Rights at work

Planning

Claire McArthur, Interim Policy & Strategy Manager in the Planning Department at Aberdeen City Council, explains how children are helping to design the city.

What are the benefits of involving children and young people in local planning?

Leaving to one side the fact that within Scottish planning law, and in line with the UNCRC, children have a legal right to be involved in local planning decisions – and that the process is always really fun – children offer planners an entirely different viewpoint that adults don’t necessarily hold.

They tend to think about the “art of the possible” and not the potential constraints, or how much things might cost. They rarely focus on how plans will affect them as individuals, but whether they will benefit the community. And we get these more open-minded and less constrained viewpoints that don’t only challenge the norm, but also challenge us as professionals to think differently.

What does this process look like in Aberdeen and what are you hearing from children?

Aberdeen’s Planning Department has a long history of youth engagement and in 2012 we were one of the first local authorities in Scotland to really try and involve children in the preparation of our local development plan – our ten-year strategic framework for development across the city. This is becoming standard practice now, but at the time we were winning awards.

Ten years on, and as part of our ambition to be recognised as a UNICEF UK Child Friendly City, we’re currently involving children and young people in the redesign of our city centre which, like other places, has struggled to recover from the Covid-19 pandemic. This redevelopment includes our beach which is only 15 minutes away – and which we all found a new appreciation for during the pandemic.
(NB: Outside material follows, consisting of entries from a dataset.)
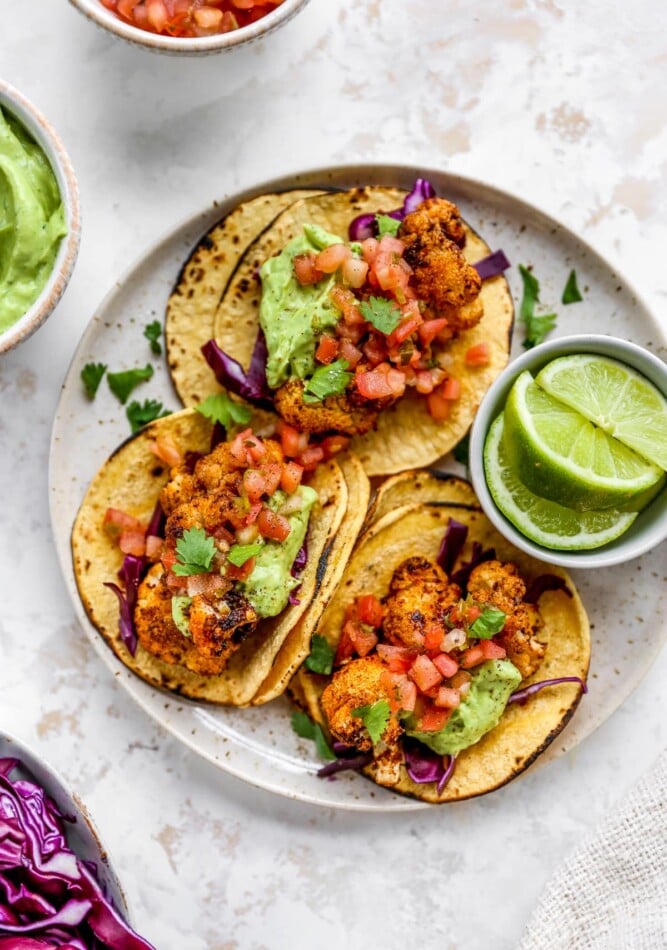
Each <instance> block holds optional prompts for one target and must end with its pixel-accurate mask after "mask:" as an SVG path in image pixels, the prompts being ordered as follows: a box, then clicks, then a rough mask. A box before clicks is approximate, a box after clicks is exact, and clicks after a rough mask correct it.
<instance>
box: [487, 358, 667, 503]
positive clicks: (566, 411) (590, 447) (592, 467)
mask: <svg viewBox="0 0 667 950" xmlns="http://www.w3.org/2000/svg"><path fill="white" fill-rule="evenodd" d="M505 446H506V450H507V455H508V459H509V461H510V464H511V465H512V467H513V468H514V470H515V471H516V473H517V475H518V476H519V478H520V479H521V481H522V482H523V483H524V485H526V487H527V488H530V489H531V491H534V492H535V493H536V494H539V495H540V496H541V497H542V498H550V499H551V500H552V501H555V502H558V504H560V505H566V506H567V507H568V508H576V509H577V510H579V511H585V510H587V509H592V508H598V509H602V508H616V507H617V506H619V505H623V504H625V503H626V502H629V503H630V504H632V499H633V498H635V497H636V496H638V495H639V494H640V493H642V492H644V491H646V489H648V488H650V487H651V486H652V485H654V484H655V482H657V481H658V479H660V478H661V476H662V471H661V470H660V469H659V468H658V467H657V466H656V465H653V463H652V462H649V461H647V460H646V459H644V458H642V457H641V456H640V455H637V454H636V452H633V451H632V449H629V448H628V447H627V446H625V445H623V443H622V442H618V441H617V440H616V439H614V438H612V436H610V435H607V433H606V432H604V431H603V430H602V429H599V428H598V427H597V426H594V425H593V423H592V422H589V421H588V419H586V418H584V416H582V415H581V414H580V413H579V412H577V411H576V410H574V409H570V407H569V406H566V405H565V403H563V402H561V401H560V400H558V399H554V398H553V396H550V395H549V394H548V393H545V392H544V390H543V389H541V388H540V387H539V386H538V385H537V384H536V383H535V382H534V380H533V378H532V376H531V375H530V373H529V372H527V371H526V372H524V373H522V374H521V375H520V376H519V377H518V379H517V380H516V382H515V383H514V385H513V387H512V389H511V390H510V394H509V396H508V398H507V403H506V405H505Z"/></svg>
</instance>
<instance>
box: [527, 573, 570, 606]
mask: <svg viewBox="0 0 667 950" xmlns="http://www.w3.org/2000/svg"><path fill="white" fill-rule="evenodd" d="M546 590H562V591H563V593H564V594H567V596H568V597H571V596H572V591H571V590H570V588H569V587H568V586H567V584H566V583H565V580H564V578H562V577H559V576H558V574H540V576H539V577H536V578H535V580H534V581H531V583H530V585H529V587H528V590H527V591H526V593H525V596H524V598H523V599H524V600H525V601H527V602H528V603H529V604H536V603H537V601H538V600H539V599H540V597H541V596H542V594H543V593H544V592H545V591H546Z"/></svg>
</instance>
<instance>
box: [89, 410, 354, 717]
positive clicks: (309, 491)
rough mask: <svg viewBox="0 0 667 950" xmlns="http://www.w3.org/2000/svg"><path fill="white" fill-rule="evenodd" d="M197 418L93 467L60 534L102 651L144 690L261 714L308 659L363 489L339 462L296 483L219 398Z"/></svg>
mask: <svg viewBox="0 0 667 950" xmlns="http://www.w3.org/2000/svg"><path fill="white" fill-rule="evenodd" d="M199 409H200V411H196V410H194V409H188V410H184V411H182V412H179V413H175V414H174V415H171V416H167V417H165V418H162V419H159V420H157V421H155V422H153V423H151V424H150V425H149V426H147V427H146V428H144V429H142V430H141V431H140V432H139V433H138V434H137V435H135V436H134V437H132V438H131V439H129V440H128V441H127V442H125V443H124V444H123V445H121V446H120V448H119V449H117V450H116V452H114V454H113V455H112V456H111V458H110V459H109V460H108V461H107V462H106V463H105V464H104V465H103V467H102V468H101V470H100V471H99V472H98V474H97V475H96V477H95V478H94V479H93V482H92V483H91V485H90V487H89V489H88V492H87V494H86V496H85V498H84V500H83V502H82V504H81V507H80V509H79V512H78V515H77V518H76V521H75V524H74V527H73V531H72V549H73V559H74V571H75V576H76V581H77V585H78V588H79V593H80V595H81V599H82V601H83V604H84V606H85V609H86V612H87V613H88V616H89V618H90V620H91V621H92V623H93V624H94V625H95V626H96V627H97V629H98V630H99V632H100V633H101V635H102V636H103V637H104V639H105V641H106V642H107V644H108V645H109V646H110V648H111V649H112V650H113V652H114V653H115V654H116V655H117V656H118V657H119V659H120V660H122V662H123V663H124V664H125V665H126V666H127V667H129V669H131V670H132V671H133V672H135V673H136V674H137V675H139V676H140V677H142V678H143V679H144V680H146V681H147V682H149V683H150V684H151V685H153V686H159V687H164V688H166V689H170V690H173V691H175V692H177V693H180V694H182V695H184V696H188V697H191V698H194V699H201V700H208V701H210V702H213V703H221V704H230V705H237V706H238V705H247V704H250V703H255V702H266V701H268V700H269V699H272V698H273V697H274V696H276V695H278V694H280V693H281V692H282V691H283V690H284V689H285V686H286V685H287V682H288V680H289V679H290V677H291V676H292V674H293V673H294V671H295V670H296V668H297V667H298V665H299V664H300V663H301V661H302V660H303V659H304V657H305V656H306V655H307V653H308V650H309V642H310V636H311V633H312V629H313V627H314V624H315V622H316V620H317V617H318V616H319V613H320V612H321V610H322V609H323V607H324V605H325V604H326V601H327V599H328V597H329V596H330V594H331V590H332V588H333V587H334V586H335V585H336V583H337V581H338V580H339V578H340V575H341V573H342V570H343V567H344V564H345V562H346V560H347V557H348V555H349V552H350V550H351V548H352V545H353V543H354V539H355V537H356V535H357V533H358V531H359V529H360V527H361V522H362V521H363V516H364V512H365V508H366V503H367V500H368V495H369V484H368V479H367V477H366V475H365V473H364V471H363V468H362V466H361V464H360V463H359V461H358V460H357V459H355V458H354V457H353V456H350V455H346V456H345V457H341V459H340V462H339V461H337V460H335V459H333V458H329V459H326V460H324V461H323V462H321V463H320V464H318V465H317V466H315V465H313V466H311V469H310V471H306V470H305V469H304V467H303V466H301V465H299V464H297V463H295V462H294V461H293V460H292V459H291V458H290V457H289V456H287V455H285V452H284V450H283V446H282V444H281V441H280V437H279V436H276V433H275V429H276V419H275V416H272V415H269V414H267V413H260V412H255V413H254V414H253V415H251V413H250V411H249V410H247V409H246V408H245V407H243V406H241V405H240V404H238V403H234V402H232V400H231V399H229V397H228V396H226V395H225V394H219V395H218V396H214V397H212V399H210V400H207V401H206V402H205V403H204V404H202V406H200V407H199ZM221 423H224V425H226V426H227V427H228V429H229V437H227V436H226V434H225V429H223V428H222V426H221ZM352 497H354V499H355V504H354V505H349V504H348V501H349V499H350V498H352ZM358 506H361V507H360V508H359V507H358Z"/></svg>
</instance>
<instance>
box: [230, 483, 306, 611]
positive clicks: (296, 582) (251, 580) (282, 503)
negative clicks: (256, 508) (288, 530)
mask: <svg viewBox="0 0 667 950" xmlns="http://www.w3.org/2000/svg"><path fill="white" fill-rule="evenodd" d="M294 494H295V495H298V497H299V499H300V501H301V509H300V510H299V511H297V512H294V513H293V514H290V515H287V520H288V521H289V523H290V527H291V530H290V533H289V535H288V536H287V538H285V540H284V541H282V542H281V543H278V542H277V541H267V542H266V544H264V545H263V546H262V547H261V549H260V551H259V553H258V554H257V556H256V558H255V567H254V568H253V572H252V574H251V575H250V577H249V578H248V579H247V580H246V581H243V582H242V583H241V584H240V585H239V586H240V588H241V590H242V591H243V593H244V594H245V596H246V597H247V598H248V600H249V601H250V603H251V604H252V606H253V607H254V608H255V610H256V611H257V613H258V615H259V616H260V617H275V616H277V615H278V614H279V613H281V612H282V611H283V610H284V609H285V607H286V606H287V601H288V598H289V594H290V591H291V590H293V589H294V588H295V587H298V586H299V584H300V583H301V581H300V580H299V578H298V577H292V575H291V573H290V571H291V569H292V564H294V558H295V557H296V556H297V554H298V553H299V548H300V547H301V545H302V544H303V542H304V538H305V537H306V531H307V530H308V519H309V517H310V511H311V509H312V507H313V505H314V504H315V502H316V501H317V492H316V491H315V489H313V488H309V487H308V486H307V485H299V487H298V488H297V490H296V492H295V493H294ZM293 497H294V495H287V494H285V492H284V491H280V490H279V491H277V492H275V494H274V495H272V497H271V500H270V502H269V508H272V509H273V510H274V511H277V510H279V509H280V508H281V507H282V505H284V504H285V502H286V501H287V499H288V498H290V499H291V498H293Z"/></svg>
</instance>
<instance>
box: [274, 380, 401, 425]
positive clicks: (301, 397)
mask: <svg viewBox="0 0 667 950" xmlns="http://www.w3.org/2000/svg"><path fill="white" fill-rule="evenodd" d="M303 390H304V384H303V381H302V380H300V379H291V380H289V382H287V383H285V384H284V386H281V387H280V389H278V390H276V392H275V393H274V400H275V405H276V411H277V412H278V414H279V415H280V416H282V418H283V419H284V420H285V422H287V423H288V424H289V425H291V426H294V428H295V429H299V430H300V431H301V432H343V433H345V434H346V435H364V433H366V432H370V430H371V429H372V428H373V427H374V426H375V422H376V420H377V417H378V411H379V409H380V408H383V407H381V406H379V405H375V404H369V403H364V404H363V405H360V406H355V405H354V404H353V403H352V402H351V400H350V397H349V396H348V395H347V394H346V393H342V394H341V395H340V396H327V398H326V399H323V400H322V401H321V402H316V403H313V404H312V405H309V404H308V403H305V402H304V401H303Z"/></svg>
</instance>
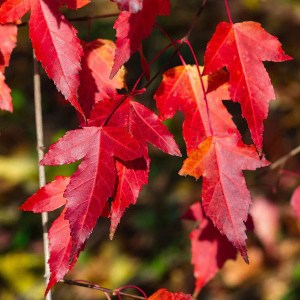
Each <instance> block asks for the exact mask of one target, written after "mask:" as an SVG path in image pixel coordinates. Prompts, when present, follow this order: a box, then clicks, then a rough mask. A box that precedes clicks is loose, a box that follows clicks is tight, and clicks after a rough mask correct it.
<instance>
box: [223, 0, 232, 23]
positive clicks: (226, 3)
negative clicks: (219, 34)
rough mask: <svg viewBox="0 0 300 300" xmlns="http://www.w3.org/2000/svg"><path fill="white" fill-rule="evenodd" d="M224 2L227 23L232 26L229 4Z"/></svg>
mask: <svg viewBox="0 0 300 300" xmlns="http://www.w3.org/2000/svg"><path fill="white" fill-rule="evenodd" d="M224 1H225V6H226V11H227V15H228V19H229V22H230V24H233V22H232V18H231V14H230V8H229V4H228V2H227V0H224Z"/></svg>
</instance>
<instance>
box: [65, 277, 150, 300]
mask: <svg viewBox="0 0 300 300" xmlns="http://www.w3.org/2000/svg"><path fill="white" fill-rule="evenodd" d="M60 282H61V283H65V284H69V285H76V286H80V287H85V288H88V289H94V290H97V291H101V292H103V293H104V294H105V293H106V294H110V295H112V296H116V295H120V296H126V297H129V298H132V299H139V300H147V297H146V298H145V297H141V296H137V295H133V294H128V293H125V292H121V291H119V290H118V289H115V290H113V289H108V288H104V287H101V286H99V285H97V284H94V283H90V282H86V281H84V282H81V281H77V280H69V279H64V280H61V281H60Z"/></svg>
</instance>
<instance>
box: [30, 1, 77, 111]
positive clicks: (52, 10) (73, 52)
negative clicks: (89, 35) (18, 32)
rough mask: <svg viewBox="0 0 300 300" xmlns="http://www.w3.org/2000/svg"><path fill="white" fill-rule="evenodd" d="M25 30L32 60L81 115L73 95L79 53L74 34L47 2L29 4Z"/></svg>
mask: <svg viewBox="0 0 300 300" xmlns="http://www.w3.org/2000/svg"><path fill="white" fill-rule="evenodd" d="M29 26H30V28H29V34H30V38H31V41H32V45H33V48H34V53H35V55H36V58H37V59H38V60H39V61H41V63H42V65H43V67H44V69H45V71H46V73H47V75H48V76H49V77H50V78H52V79H53V81H54V83H55V85H56V87H57V88H58V89H59V90H60V91H61V92H62V94H63V95H64V96H65V97H66V99H67V100H69V101H70V102H71V104H72V105H73V106H74V107H75V108H76V109H77V110H78V111H80V112H81V108H80V105H79V104H78V102H77V99H76V93H77V89H78V86H79V76H78V73H79V70H80V69H81V67H80V58H81V56H82V54H83V52H82V49H81V46H80V42H79V39H78V38H77V31H76V30H75V28H74V27H73V26H72V25H71V24H70V23H69V22H68V21H67V20H66V19H65V17H64V16H63V15H62V14H61V13H60V12H59V10H58V9H57V5H56V4H55V2H53V1H51V0H31V16H30V21H29ZM41 33H43V34H41Z"/></svg>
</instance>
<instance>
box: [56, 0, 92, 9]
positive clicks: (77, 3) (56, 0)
mask: <svg viewBox="0 0 300 300" xmlns="http://www.w3.org/2000/svg"><path fill="white" fill-rule="evenodd" d="M56 1H57V2H58V3H59V4H60V5H66V6H67V7H68V8H71V9H78V8H81V7H83V6H86V5H87V4H89V3H90V2H91V0H56Z"/></svg>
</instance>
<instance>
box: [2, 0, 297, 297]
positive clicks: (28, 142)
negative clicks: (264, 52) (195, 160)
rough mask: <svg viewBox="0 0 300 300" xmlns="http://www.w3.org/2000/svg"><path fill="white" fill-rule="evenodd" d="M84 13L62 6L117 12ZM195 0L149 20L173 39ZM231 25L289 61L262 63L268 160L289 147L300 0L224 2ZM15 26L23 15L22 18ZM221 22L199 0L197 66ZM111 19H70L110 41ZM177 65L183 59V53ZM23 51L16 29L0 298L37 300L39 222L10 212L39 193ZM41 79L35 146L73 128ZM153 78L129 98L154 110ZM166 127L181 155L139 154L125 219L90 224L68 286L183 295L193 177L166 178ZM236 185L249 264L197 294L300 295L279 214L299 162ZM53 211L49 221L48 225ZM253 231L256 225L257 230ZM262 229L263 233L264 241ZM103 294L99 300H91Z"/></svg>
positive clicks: (189, 273)
mask: <svg viewBox="0 0 300 300" xmlns="http://www.w3.org/2000/svg"><path fill="white" fill-rule="evenodd" d="M92 2H93V3H92V4H90V5H88V6H87V7H85V8H83V9H81V10H79V11H76V12H72V11H71V12H70V11H69V10H68V11H65V13H66V15H67V16H68V17H79V16H87V15H90V16H92V15H97V14H104V13H113V12H116V7H115V5H114V4H113V3H110V1H108V0H98V1H96V0H94V1H92ZM200 2H201V1H196V0H186V1H180V0H177V1H176V0H174V1H172V14H171V16H169V17H163V18H159V20H158V22H159V24H161V26H162V27H163V28H164V29H165V30H166V31H167V32H168V33H169V34H170V35H171V36H172V37H173V38H174V39H177V38H181V37H182V36H183V35H184V34H185V33H186V31H187V29H188V28H189V26H190V23H191V20H192V19H193V16H194V14H195V12H196V11H197V8H198V6H199V3H200ZM229 4H230V7H231V11H232V17H233V20H234V21H235V22H242V21H246V20H253V21H258V22H260V23H262V25H263V27H264V28H265V29H266V30H267V31H268V32H270V33H271V34H273V35H276V36H277V37H278V38H279V40H280V41H281V42H282V44H283V46H284V49H285V51H286V52H287V53H288V54H289V55H291V56H293V57H294V58H295V59H294V60H293V61H291V62H286V63H280V64H277V63H266V64H265V65H266V67H267V69H268V71H269V72H270V76H271V78H272V82H273V84H274V86H275V91H276V96H277V100H276V101H273V102H272V103H271V107H270V114H269V118H268V120H267V121H266V122H265V127H266V129H265V134H264V139H265V145H264V150H265V153H266V155H267V158H268V159H269V160H270V161H271V162H272V161H275V160H276V159H278V158H279V157H281V156H282V155H284V154H286V153H288V152H289V151H290V150H291V149H293V148H295V147H296V146H298V145H299V144H300V126H299V125H300V51H299V48H300V1H298V0H231V1H229ZM27 18H28V16H27ZM24 20H26V17H25V18H24ZM220 21H227V16H226V10H225V7H224V3H223V1H220V0H208V1H207V5H206V7H205V10H204V12H203V14H202V15H201V17H200V18H199V20H198V23H197V25H196V27H195V29H194V31H193V33H192V35H191V42H192V44H193V46H194V49H195V51H196V52H197V54H198V58H199V62H200V64H202V63H203V53H204V50H205V47H206V44H207V42H208V40H209V39H210V38H211V35H212V34H213V32H214V30H215V27H216V25H217V24H218V23H219V22H220ZM113 22H114V18H110V19H102V20H94V21H93V22H92V23H91V24H90V25H89V24H88V22H78V23H74V26H75V27H76V28H77V29H78V31H79V36H80V37H81V38H82V39H85V40H93V39H96V38H108V39H114V35H115V31H114V30H113V28H112V25H113ZM167 43H168V40H167V39H166V37H164V36H163V35H162V34H161V33H160V31H159V30H158V29H156V28H155V29H154V31H153V34H152V35H151V37H150V38H149V39H147V40H146V41H145V42H144V52H145V56H146V58H147V59H148V60H150V59H151V58H153V57H154V56H155V55H156V53H158V52H159V51H160V50H161V49H162V48H163V47H164V46H165V45H167ZM172 52H173V51H172V50H169V51H167V52H166V53H165V54H163V55H162V56H161V57H160V58H159V60H158V61H157V63H156V64H155V65H154V66H153V68H152V69H151V74H152V75H153V74H155V73H156V72H157V71H158V70H160V69H161V68H162V66H163V65H164V64H165V63H166V62H168V61H169V62H170V63H169V67H171V66H175V65H178V64H179V60H178V59H177V58H174V59H171V60H170V57H171V55H172ZM182 54H183V56H184V58H185V60H186V61H187V62H189V63H193V60H192V58H191V55H190V53H189V51H188V49H186V48H183V49H182ZM126 66H127V69H128V76H127V83H128V86H129V88H130V87H132V85H133V84H134V82H135V80H136V78H137V77H138V76H139V74H140V72H141V67H140V64H139V57H138V55H137V54H135V55H134V56H133V57H132V59H131V60H130V62H129V63H128V64H127V65H126ZM32 69H33V67H32V49H31V44H30V42H29V39H28V28H27V26H25V27H20V28H19V34H18V46H17V48H16V49H15V50H14V52H13V56H12V60H11V64H10V67H9V68H8V70H7V71H6V78H7V83H8V84H9V86H10V87H11V89H12V91H13V92H12V96H13V102H14V113H13V114H9V113H6V112H0V114H1V122H0V133H1V135H0V191H1V194H0V299H2V300H11V299H30V300H35V299H42V297H43V296H42V295H43V292H44V282H43V244H42V240H41V236H42V230H41V224H40V215H35V214H32V213H24V212H20V211H19V210H18V206H19V205H20V204H21V203H23V202H24V201H25V200H26V198H27V197H28V196H30V195H31V194H32V193H34V192H35V191H36V190H37V189H38V174H37V155H36V149H35V148H36V146H35V145H36V140H35V126H34V110H33V109H34V107H33V82H32V73H33V71H32ZM41 74H42V96H43V114H44V130H45V145H46V146H49V145H50V144H51V143H52V142H53V141H55V140H57V139H58V138H59V137H60V136H62V135H63V134H64V133H65V132H66V131H67V130H70V129H74V128H76V127H77V117H76V113H75V112H74V110H73V109H72V108H71V107H70V106H69V105H67V104H66V103H65V102H64V101H63V99H62V97H61V96H60V95H59V94H58V93H57V91H56V89H55V87H54V85H53V83H52V82H51V81H50V80H49V79H48V78H47V77H46V76H45V74H44V72H43V71H42V70H41ZM158 84H159V78H158V80H156V81H155V82H154V83H153V84H152V85H151V87H150V88H149V90H148V92H147V94H146V95H145V96H143V97H139V98H138V100H139V101H142V102H143V103H144V104H145V105H147V106H149V107H151V108H153V109H155V103H154V101H153V99H152V95H153V92H154V91H155V89H156V87H157V86H158ZM227 107H228V109H229V111H230V112H231V113H232V114H233V115H234V119H235V121H236V122H237V124H238V125H239V127H240V128H241V130H242V131H243V134H244V136H245V137H247V135H248V131H247V127H246V126H245V122H244V121H243V120H242V118H241V116H240V111H239V107H238V105H233V104H227ZM167 124H168V126H169V128H170V130H171V132H172V133H173V134H175V136H176V140H177V142H178V143H179V145H180V147H181V150H182V153H183V154H184V156H183V158H174V157H167V156H166V155H164V154H163V153H161V152H160V151H158V150H156V149H154V148H151V147H150V157H151V158H152V163H151V172H150V180H149V185H147V186H146V187H144V188H143V190H142V192H141V194H140V197H139V200H138V203H137V205H135V206H134V207H131V208H130V209H129V210H128V211H127V212H126V213H125V215H124V218H123V219H122V221H121V225H120V226H119V228H118V230H117V232H116V235H115V238H114V240H113V241H112V242H111V241H109V238H108V228H109V222H108V220H106V219H100V220H99V222H98V225H97V226H96V228H95V230H94V232H93V234H92V235H91V238H90V239H89V241H88V243H87V247H86V250H85V251H84V252H83V253H82V254H81V256H80V258H79V261H78V263H77V264H76V266H75V267H74V269H73V270H72V271H71V272H70V273H69V274H68V275H67V278H70V279H82V280H88V281H91V282H94V283H97V284H99V285H101V286H105V287H109V288H118V287H120V286H123V285H127V284H134V285H137V286H139V287H141V288H142V289H144V290H145V291H146V292H147V294H148V295H150V294H151V293H153V292H154V291H155V290H157V289H158V288H160V287H166V288H168V289H169V290H172V291H183V292H186V293H192V291H193V285H194V279H193V273H192V272H193V270H192V267H191V265H190V252H189V239H188V234H189V232H190V231H191V229H192V228H193V224H191V223H189V222H187V221H181V220H180V216H181V215H182V214H183V213H184V212H185V210H186V209H187V208H188V206H189V205H190V204H191V203H193V202H195V201H197V200H198V199H199V196H200V186H201V183H200V182H198V183H197V182H195V181H194V180H193V179H192V178H184V177H180V176H179V175H177V173H178V171H179V169H180V167H181V164H182V162H183V159H184V157H185V148H184V143H183V140H182V137H181V124H182V115H181V114H177V115H176V117H175V119H174V120H172V121H167ZM75 168H76V166H74V165H71V166H64V167H55V168H54V167H51V168H47V180H48V181H50V180H52V179H53V177H54V176H55V175H68V174H72V172H73V171H74V169H75ZM246 175H247V183H248V186H249V188H250V190H251V193H252V196H253V198H254V203H255V205H254V208H253V210H254V211H255V212H254V213H253V214H257V215H260V219H261V220H263V222H261V224H260V225H259V224H258V225H257V229H256V231H257V232H256V233H257V236H258V237H257V236H255V235H254V234H250V237H249V239H248V247H249V257H250V265H249V266H248V265H246V264H245V263H244V262H243V261H242V260H241V259H240V258H239V259H238V261H237V262H234V261H230V262H228V263H227V264H226V265H225V268H224V269H223V270H222V272H220V273H219V274H218V275H217V276H216V278H215V279H214V280H213V281H211V282H210V283H209V284H208V285H207V286H206V287H205V288H204V290H203V291H202V293H201V294H200V296H199V299H221V300H227V299H233V300H234V299H251V300H255V299H266V300H277V299H282V300H297V299H300V240H299V234H300V230H299V228H300V227H299V223H298V222H297V221H296V219H295V217H294V214H293V212H292V210H291V208H290V205H289V201H290V197H291V194H292V192H293V190H294V189H295V188H296V187H297V186H298V185H299V184H300V156H299V155H298V156H296V157H293V158H291V159H290V160H289V161H288V163H287V164H286V165H285V167H284V170H281V171H280V172H279V171H278V170H275V171H272V172H267V173H262V172H259V171H258V172H256V173H255V172H247V174H246ZM56 216H57V215H56V214H55V213H53V214H51V216H50V218H51V220H53V219H54V218H55V217H56ZM262 228H263V229H262ZM263 232H266V233H265V235H264V233H263ZM101 297H102V298H101ZM53 298H54V299H66V300H68V299H73V300H75V299H76V300H77V299H104V298H103V295H102V294H101V293H99V292H97V291H94V290H89V289H84V288H79V287H71V286H66V285H63V284H58V285H57V286H56V287H55V289H54V291H53Z"/></svg>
We’ve been engaging children in their classrooms using Google Meets, but in the past fortnight we’ve also restarted face-to-face sessions, taking over 100 children to visit the city centre and beach and hearing directly from them about how they feel in those spaces and what they’d like to see in the future. We’re looking at lots of opportunities for incidental play – so not necessarily brand-new play equipment, but how they can use street furniture and the urban realm to interact in a playful manner while other groups use the space in different ways.

One of the biggest things to come across is their desire for inclusivity and sustainability. They’re asking us how the space is going to work for disabled people. And how we think it will adapt as the climate crisis develops. They want to know whether the materials we use will be as natural as possible and what their impact on the natural environment will be – including the dolphins we have out at sea. These are important questions that challenge us to justify and explain our proposals in different ways.

How do children’s rights inform your work with children and young people?

Children’s right to be heard is clearly at the heart of our engagement work, and we want to really broaden the groups of children we’re reaching. We’re working with children outside of school settings, partly because at school they might feel they have to give an answer they think we or their teachers want them to give, but also because there are children outside mainstream education whose views we should be hearing.

We’re also very keen that children feel respected as children. So not consulting them as future participants in public spaces, but as current participants who use the space in their own unique way.

Finally, being accountable and actively communicating with children is so important, especially given the long timescales of large public realm projects.

There will be lots of moments in the design process when we’re not consulting because decisions have been made, but even then we need to be keeping children updated on our progress – just as we do with any other stakeholder. And we need to do that in an age-appropriate way. So, for example, when we asked children to design and send us postcards from the “Aberdeen of the future” as part of a consultation process, we sent them one back with an image of one of the designs they’d helped us to shape. This was our child-friendly “You Said, We Did” and worked so much better than the usual email back to their teachers.

We’re all aware of the rights of the child in relation to our responsibilities as public officers, but I don’t think any of us see it as something we just have to do. We all see the value and huge benefits of bringing children into the design of the public realm and that’s how we’re building our city.